While preclinical, these findings from Lee and colleagues firmly establish the therapeutic potential of Palbociclib—which has shown efficacy in an expanding collection of tumor types—in treating MCC. Furthermore, the finding that concurrent HIF-2α inhibition prevents PD-L1 induction and increases Palbociclib-induced cell death in MCC models is a striking example of how distinct treatments working in tandem can address each other’s limitations and result in a more potent cancer therapy. As Lee notes, “In this research, we found that concurrent Palbociclib treatment and HIF-2α inhibition can lead to a form of cell death called ferroptosis, which is immunogenic and thus recognized by the immune system. This suggests the exciting possibility that HIF-2α inhibition can not only prevent PD-L1-mediated immune suppression by Palbociclib, but also enhance anti-tumor immune responses by inducing immunogenic cell death. Connecting the intricate concepts of cell cycle regulation, immune suppression by PD-L1, and cellular redox stress/ferroptosis was challenging, but we’re excited to follow up on these results and see if they can lead to better treatments for MCC.”
The spotlighted work was funded by the National Institutes of Health, the Elsa U. Pardee Foundation, the MCC patient gift fund, and the Preclinical Modeling Core Laboratory Shared Resource of the Fred Hutch/University of Washington Cancer Consortium.
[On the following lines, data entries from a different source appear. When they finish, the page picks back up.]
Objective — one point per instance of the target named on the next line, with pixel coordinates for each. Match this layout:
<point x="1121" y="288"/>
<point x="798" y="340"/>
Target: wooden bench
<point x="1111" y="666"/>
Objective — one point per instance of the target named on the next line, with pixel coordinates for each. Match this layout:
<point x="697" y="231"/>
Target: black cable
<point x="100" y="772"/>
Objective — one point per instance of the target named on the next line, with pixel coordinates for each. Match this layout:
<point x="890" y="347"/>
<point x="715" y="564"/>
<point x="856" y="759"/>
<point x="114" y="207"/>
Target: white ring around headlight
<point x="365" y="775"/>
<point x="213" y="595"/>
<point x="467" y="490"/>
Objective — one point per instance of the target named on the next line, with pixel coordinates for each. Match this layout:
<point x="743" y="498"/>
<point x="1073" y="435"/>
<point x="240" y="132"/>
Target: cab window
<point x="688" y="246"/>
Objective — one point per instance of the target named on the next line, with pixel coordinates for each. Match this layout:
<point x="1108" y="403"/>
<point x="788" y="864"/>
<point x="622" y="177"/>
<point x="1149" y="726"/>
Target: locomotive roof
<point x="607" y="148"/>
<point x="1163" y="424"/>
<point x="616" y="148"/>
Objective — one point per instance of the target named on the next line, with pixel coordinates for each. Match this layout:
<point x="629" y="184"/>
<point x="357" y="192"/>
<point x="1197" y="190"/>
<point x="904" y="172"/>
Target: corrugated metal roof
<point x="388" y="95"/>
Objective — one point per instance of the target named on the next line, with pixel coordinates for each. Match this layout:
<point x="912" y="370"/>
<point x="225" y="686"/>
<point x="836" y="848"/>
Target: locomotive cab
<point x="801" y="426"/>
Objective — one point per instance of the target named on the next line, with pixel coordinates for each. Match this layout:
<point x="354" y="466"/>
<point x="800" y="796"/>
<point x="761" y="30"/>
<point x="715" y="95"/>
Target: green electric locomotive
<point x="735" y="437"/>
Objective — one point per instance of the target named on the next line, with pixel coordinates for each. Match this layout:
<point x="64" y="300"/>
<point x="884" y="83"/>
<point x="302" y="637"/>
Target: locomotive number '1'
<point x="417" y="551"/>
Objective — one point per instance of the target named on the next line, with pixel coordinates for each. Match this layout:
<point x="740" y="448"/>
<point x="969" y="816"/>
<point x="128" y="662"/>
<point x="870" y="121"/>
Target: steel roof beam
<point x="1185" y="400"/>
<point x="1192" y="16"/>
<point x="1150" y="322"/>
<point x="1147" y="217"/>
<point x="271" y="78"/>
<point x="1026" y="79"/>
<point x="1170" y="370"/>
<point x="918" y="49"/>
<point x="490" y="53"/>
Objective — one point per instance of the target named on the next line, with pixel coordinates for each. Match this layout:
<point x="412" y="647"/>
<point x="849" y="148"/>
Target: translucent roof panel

Fred Hutch/University of Washington/Seattle Children’s Cancer Consortium members Drs. Aude Chapuis and Paul Nghiem and contributed to this study.
Lee, J. H., Lee, J. D., Paulson, K., Voillet, V., Berndt, A., Church, C., Lachance, K., Park, S. Y., Yamamoto, N. K., Cromwell, E. A., Gottardo, R., Chapuis, A. G., & Nghiem, P. (2024). Enhancing immunogenic responses through CDK4/6 and HIF2α inhibition in Merkel cell carcinoma. Heliyon, 10(1), e23521.